The Centre has transferred assorted subsidies and sops to the beneficiaries through the Direct Benefit Transfer (DBT) worth about Rs 2.3 lakh crore in the first half of the current financial year, reflecting the slow pace of government spending due to general elections and late full budget presentation.

These transfers are trailing last year’s achievement trend. Until November of FY24, the transfers were to the tune of Rs 3.3 lakh crore.

DBT transfers reached a record Rs 7.16 lakh crore in FY23, largely due to the free grains scheme and higher subsidies on fertiliser due to price rises.

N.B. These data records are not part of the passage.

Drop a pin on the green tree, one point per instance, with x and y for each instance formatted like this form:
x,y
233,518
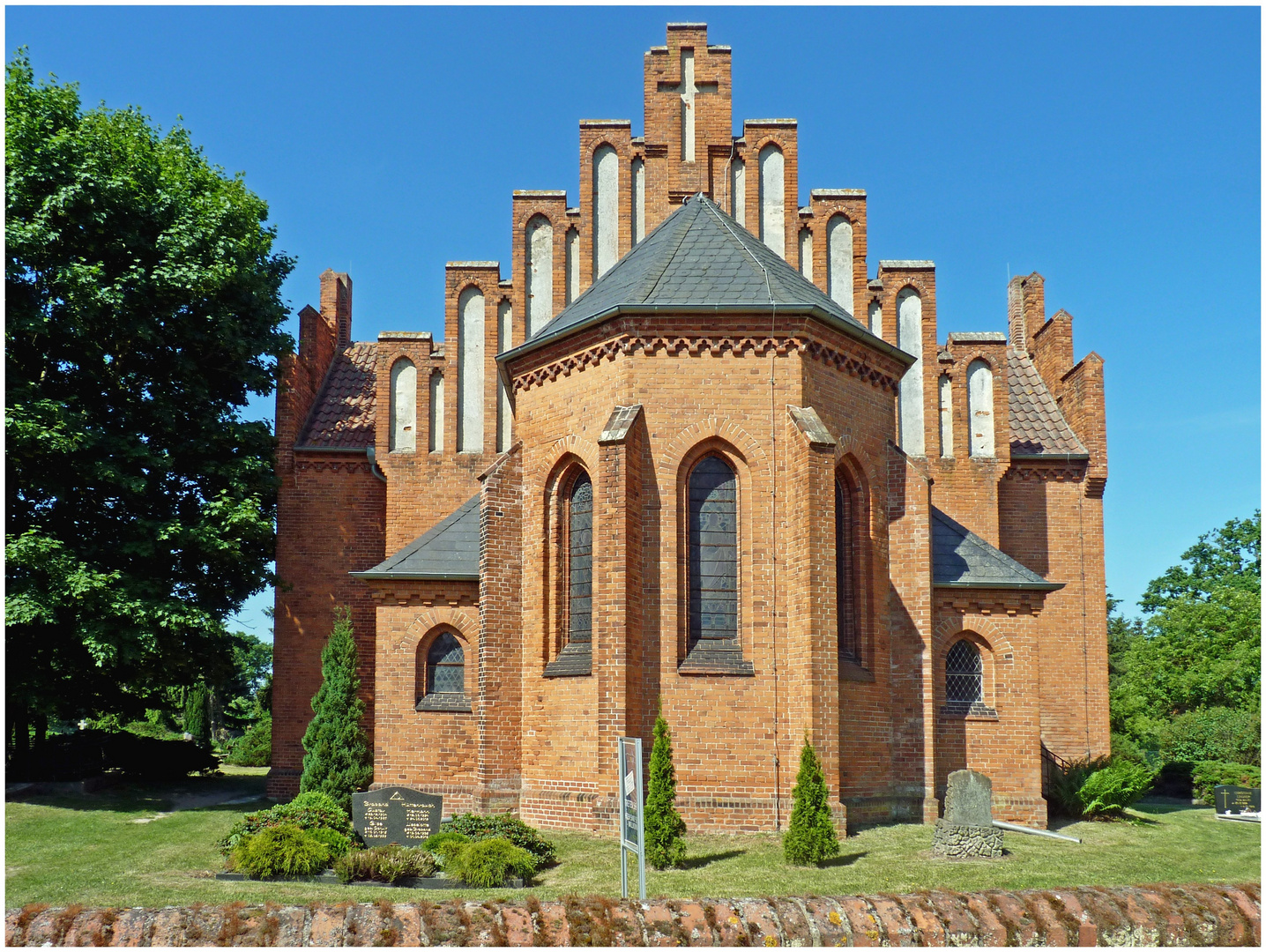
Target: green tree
x,y
1199,647
143,308
339,760
664,824
197,720
810,836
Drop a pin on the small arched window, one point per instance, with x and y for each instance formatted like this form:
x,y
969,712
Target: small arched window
x,y
964,673
442,675
580,561
713,514
847,613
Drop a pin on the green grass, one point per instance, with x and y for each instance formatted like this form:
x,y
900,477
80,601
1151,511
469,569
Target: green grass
x,y
89,850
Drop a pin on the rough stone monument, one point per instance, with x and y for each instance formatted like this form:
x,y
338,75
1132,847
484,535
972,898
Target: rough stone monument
x,y
967,828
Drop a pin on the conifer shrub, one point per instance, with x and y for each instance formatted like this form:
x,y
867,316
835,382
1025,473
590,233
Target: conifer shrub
x,y
444,844
509,827
339,760
810,836
197,722
490,862
255,747
280,851
311,810
664,824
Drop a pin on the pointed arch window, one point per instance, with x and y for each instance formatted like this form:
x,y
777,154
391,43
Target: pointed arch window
x,y
441,680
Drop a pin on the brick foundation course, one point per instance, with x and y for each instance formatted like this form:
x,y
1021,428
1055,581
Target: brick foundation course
x,y
1120,916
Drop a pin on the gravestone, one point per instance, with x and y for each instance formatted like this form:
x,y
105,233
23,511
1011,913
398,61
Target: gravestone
x,y
967,828
397,814
1237,800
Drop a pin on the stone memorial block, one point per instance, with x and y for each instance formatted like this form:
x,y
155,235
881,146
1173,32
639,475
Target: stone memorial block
x,y
970,799
397,814
1228,798
967,828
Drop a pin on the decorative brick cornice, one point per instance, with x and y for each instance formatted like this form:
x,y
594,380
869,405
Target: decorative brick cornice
x,y
696,345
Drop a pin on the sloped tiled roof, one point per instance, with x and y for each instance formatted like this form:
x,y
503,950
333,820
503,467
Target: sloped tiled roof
x,y
342,414
1037,426
697,257
446,551
963,560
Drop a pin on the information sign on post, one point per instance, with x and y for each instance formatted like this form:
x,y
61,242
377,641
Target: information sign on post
x,y
632,815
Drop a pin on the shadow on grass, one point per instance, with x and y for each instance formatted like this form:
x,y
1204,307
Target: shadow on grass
x,y
696,862
845,859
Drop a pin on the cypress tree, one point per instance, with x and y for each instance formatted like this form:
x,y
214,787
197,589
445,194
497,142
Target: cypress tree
x,y
197,722
339,760
664,824
812,836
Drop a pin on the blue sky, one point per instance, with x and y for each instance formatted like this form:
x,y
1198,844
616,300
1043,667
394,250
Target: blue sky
x,y
1115,151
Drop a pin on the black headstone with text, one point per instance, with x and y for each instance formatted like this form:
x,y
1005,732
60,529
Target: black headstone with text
x,y
397,814
1228,798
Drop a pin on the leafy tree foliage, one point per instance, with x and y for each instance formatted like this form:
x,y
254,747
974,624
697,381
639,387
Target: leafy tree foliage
x,y
810,836
664,824
1198,649
142,309
339,761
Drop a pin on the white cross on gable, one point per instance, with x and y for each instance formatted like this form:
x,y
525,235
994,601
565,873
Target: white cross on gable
x,y
688,89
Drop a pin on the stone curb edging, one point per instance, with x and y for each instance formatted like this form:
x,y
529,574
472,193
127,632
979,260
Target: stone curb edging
x,y
1196,914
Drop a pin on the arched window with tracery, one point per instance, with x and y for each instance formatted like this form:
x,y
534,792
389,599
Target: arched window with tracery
x,y
847,577
441,678
964,673
713,516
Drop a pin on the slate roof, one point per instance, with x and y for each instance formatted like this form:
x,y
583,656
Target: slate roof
x,y
446,551
1037,426
342,414
963,560
699,257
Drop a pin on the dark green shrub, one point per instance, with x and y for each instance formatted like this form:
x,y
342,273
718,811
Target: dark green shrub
x,y
1065,795
1222,734
1114,788
664,824
446,844
255,747
384,864
197,716
1207,775
310,810
489,862
280,851
339,760
508,827
810,836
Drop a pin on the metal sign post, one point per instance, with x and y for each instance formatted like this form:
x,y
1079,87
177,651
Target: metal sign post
x,y
632,818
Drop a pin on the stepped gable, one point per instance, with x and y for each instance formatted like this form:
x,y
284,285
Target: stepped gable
x,y
699,257
963,560
449,551
1039,429
342,414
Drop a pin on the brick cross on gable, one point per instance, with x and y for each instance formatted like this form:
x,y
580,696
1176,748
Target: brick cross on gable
x,y
688,89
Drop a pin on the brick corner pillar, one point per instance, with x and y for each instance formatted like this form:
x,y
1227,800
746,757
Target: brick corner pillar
x,y
618,588
809,556
499,707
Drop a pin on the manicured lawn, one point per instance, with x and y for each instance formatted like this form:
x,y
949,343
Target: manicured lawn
x,y
90,850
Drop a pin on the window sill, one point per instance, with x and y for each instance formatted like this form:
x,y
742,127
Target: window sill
x,y
967,711
711,658
451,703
853,671
572,661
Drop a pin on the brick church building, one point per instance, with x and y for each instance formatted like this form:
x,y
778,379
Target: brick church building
x,y
691,449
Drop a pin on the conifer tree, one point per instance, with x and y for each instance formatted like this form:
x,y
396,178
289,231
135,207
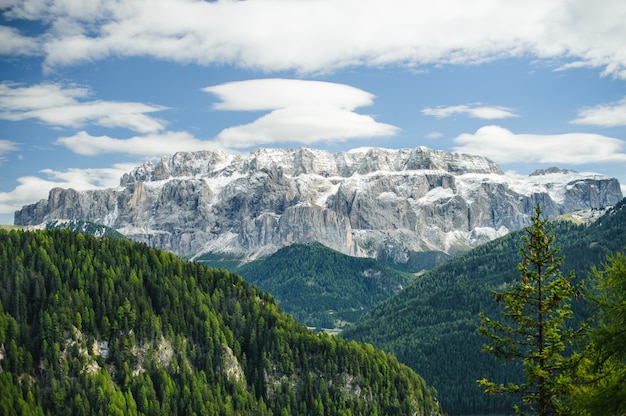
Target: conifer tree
x,y
533,331
603,390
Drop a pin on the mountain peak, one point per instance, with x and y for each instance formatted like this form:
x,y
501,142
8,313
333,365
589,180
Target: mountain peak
x,y
366,202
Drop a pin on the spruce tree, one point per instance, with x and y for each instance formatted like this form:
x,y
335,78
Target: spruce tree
x,y
533,330
602,388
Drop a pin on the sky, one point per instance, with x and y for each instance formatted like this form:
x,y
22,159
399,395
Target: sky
x,y
91,88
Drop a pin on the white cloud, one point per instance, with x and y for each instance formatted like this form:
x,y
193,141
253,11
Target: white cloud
x,y
151,145
313,36
605,115
504,146
273,93
7,146
59,105
434,135
472,110
301,111
33,188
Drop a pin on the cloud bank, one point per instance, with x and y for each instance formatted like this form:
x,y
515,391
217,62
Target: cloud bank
x,y
604,115
33,188
152,145
322,35
301,111
471,110
504,146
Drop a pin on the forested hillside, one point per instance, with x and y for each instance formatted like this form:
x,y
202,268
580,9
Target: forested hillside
x,y
431,325
321,287
107,326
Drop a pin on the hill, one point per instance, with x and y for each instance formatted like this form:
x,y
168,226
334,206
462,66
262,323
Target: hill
x,y
431,325
321,287
407,207
106,326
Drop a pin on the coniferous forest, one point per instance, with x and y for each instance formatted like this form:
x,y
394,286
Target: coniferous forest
x,y
107,326
432,324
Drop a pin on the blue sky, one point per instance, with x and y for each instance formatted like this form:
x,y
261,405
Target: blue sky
x,y
91,88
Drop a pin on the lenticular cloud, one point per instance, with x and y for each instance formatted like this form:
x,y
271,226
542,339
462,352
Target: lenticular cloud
x,y
300,111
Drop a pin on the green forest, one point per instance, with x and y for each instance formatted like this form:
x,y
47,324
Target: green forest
x,y
432,324
321,287
106,326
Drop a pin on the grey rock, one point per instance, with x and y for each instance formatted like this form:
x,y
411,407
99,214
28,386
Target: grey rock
x,y
362,202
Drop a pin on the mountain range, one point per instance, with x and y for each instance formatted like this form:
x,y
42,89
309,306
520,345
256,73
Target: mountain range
x,y
409,207
431,324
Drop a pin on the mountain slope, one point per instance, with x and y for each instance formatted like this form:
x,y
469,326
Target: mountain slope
x,y
387,204
107,326
321,287
431,325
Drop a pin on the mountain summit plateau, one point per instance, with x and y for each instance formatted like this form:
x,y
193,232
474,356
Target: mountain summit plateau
x,y
369,202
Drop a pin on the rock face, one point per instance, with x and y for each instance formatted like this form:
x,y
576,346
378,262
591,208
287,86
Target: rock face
x,y
364,202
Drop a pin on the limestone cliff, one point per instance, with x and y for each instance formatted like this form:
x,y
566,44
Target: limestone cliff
x,y
364,202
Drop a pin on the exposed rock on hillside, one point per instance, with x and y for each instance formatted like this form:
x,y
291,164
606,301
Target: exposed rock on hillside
x,y
364,202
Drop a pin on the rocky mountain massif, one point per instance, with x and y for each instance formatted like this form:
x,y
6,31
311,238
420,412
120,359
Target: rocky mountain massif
x,y
388,204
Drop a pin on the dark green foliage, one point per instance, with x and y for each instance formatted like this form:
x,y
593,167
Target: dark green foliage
x,y
107,326
321,287
603,376
430,325
532,327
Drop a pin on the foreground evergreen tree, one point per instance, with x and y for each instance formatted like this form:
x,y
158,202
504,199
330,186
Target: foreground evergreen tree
x,y
603,390
533,331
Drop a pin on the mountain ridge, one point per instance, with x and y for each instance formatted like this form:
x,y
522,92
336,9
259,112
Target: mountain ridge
x,y
367,202
431,324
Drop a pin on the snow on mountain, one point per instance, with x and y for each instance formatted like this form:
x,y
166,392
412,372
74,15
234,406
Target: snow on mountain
x,y
366,202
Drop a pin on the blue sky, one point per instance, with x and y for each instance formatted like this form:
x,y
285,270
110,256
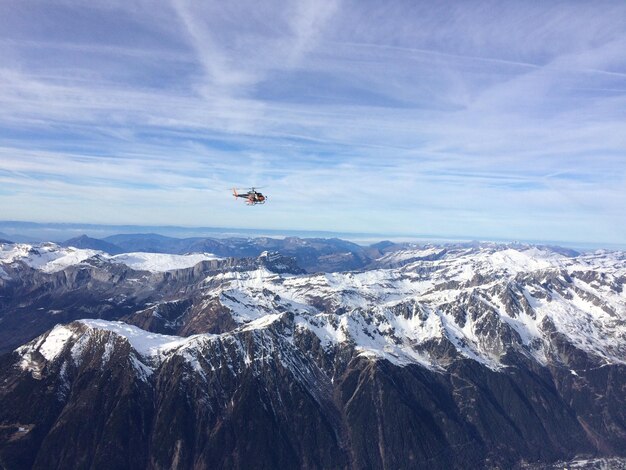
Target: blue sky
x,y
501,119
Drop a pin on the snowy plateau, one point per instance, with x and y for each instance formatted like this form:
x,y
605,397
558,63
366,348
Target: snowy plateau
x,y
437,356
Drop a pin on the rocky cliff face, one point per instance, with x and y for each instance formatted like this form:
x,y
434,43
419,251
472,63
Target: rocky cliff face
x,y
443,357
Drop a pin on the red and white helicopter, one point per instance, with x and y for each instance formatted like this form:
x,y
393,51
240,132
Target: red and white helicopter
x,y
251,196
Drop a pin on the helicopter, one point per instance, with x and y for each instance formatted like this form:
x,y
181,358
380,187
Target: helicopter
x,y
252,196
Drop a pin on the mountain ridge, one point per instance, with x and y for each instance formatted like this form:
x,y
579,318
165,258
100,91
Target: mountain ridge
x,y
437,356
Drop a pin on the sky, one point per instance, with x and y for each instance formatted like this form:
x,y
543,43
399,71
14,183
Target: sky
x,y
474,119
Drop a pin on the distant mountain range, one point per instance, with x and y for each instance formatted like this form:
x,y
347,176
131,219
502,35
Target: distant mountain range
x,y
437,356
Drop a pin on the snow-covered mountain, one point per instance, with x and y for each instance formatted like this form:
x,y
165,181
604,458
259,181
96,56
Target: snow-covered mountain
x,y
50,258
441,356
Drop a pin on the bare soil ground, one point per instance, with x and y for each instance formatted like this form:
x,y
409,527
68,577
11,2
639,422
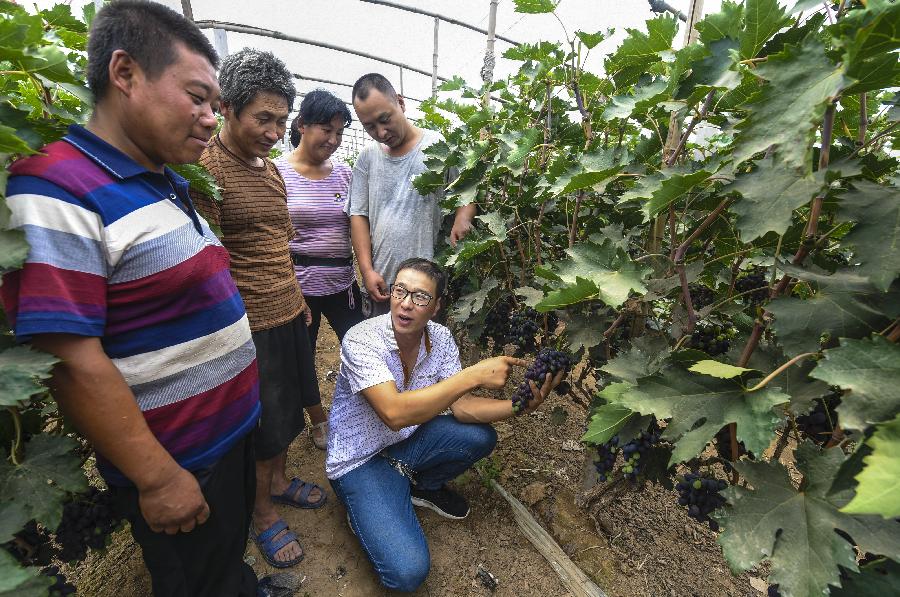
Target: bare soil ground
x,y
632,540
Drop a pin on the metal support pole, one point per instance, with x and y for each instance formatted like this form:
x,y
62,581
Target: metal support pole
x,y
487,71
220,41
437,22
695,13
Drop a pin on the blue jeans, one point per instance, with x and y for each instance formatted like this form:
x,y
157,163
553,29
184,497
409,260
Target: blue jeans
x,y
377,495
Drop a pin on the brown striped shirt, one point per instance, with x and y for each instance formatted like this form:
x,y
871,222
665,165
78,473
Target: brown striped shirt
x,y
255,228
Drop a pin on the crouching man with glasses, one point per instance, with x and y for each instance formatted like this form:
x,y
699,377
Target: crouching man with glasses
x,y
390,446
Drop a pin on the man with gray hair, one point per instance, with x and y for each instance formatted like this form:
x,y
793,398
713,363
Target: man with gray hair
x,y
257,96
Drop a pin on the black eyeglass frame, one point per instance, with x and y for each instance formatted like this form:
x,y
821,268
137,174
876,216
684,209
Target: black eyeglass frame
x,y
407,292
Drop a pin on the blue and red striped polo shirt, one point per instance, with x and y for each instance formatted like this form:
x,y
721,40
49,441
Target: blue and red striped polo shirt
x,y
118,252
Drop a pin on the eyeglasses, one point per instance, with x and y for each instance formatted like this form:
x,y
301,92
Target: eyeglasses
x,y
420,299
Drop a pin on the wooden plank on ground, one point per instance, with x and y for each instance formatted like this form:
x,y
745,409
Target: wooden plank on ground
x,y
578,583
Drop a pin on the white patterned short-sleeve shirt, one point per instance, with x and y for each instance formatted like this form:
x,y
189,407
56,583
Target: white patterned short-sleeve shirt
x,y
370,356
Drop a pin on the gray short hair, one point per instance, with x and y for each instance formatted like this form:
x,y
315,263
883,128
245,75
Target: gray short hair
x,y
250,71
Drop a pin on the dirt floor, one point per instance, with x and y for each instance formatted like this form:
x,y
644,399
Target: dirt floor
x,y
632,540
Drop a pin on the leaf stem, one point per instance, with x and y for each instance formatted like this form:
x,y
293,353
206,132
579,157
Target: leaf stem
x,y
863,120
16,447
780,370
615,324
573,227
682,249
687,133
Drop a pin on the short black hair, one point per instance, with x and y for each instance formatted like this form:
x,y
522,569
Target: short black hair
x,y
366,83
250,71
430,269
148,31
319,107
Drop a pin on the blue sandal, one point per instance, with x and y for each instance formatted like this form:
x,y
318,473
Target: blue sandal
x,y
269,546
291,496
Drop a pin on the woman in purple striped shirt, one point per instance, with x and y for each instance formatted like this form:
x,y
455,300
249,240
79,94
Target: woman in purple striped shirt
x,y
317,189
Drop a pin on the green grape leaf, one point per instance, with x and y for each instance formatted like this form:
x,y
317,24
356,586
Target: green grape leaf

Going by the trends, the DBT in FY25 could be lower than Rs 6.91 lakh crore in FY24.

Given that the full Budget was presented in July, many new scheme rollouts were delayed including the new or revamped schemes like Pradhan Mantri Awas Yojana-Gramin (PMAY-G) and Urban (PMAY-U), the scheme for the productisation of Indian technology and employment-linked incentives.

Of the DBT transfers so far in FY25, Rs 1.49 lakh crore or 65% was in kind and the balance cash transfers to Aadhaar-linked banks accounts.

Subsidies worth Rs 73,081 crore were transferred towards subsidised fertiliser so far in the current financial year while subsidies worth about Rs 66,555 crore were transferred to beneficiaries via foodgrains under the public distribution system (PDS).

Around Rs 36,002 crore have been transferred for job guarantee scheme (MGNREGS) so far in FY25 and Rs 7,010 crore for subsidised cooking gas.

For Pradhan Mantri Gramin Awas Yojana-Rural (PMAY-R), a paltry Rs 3,466 crore has been transferred in H1FY25 compared with the budget outlay of Rs 54,500 crore for the full year.

DBT for most of the central government schemes (313) resulted in Rs 3.5 lakh crore savings due to plugging of leakages between FY15 and FY23.

More than 138 crore beneficiaries for different schemes are registered under various DBT schemes as of September 2024.

The DBT-induced savings gave the managers of government finances significant headroom to improve the quality of spending and offer additional welfare benefits to deserving beneficiaries, without constraining the exchequer too much.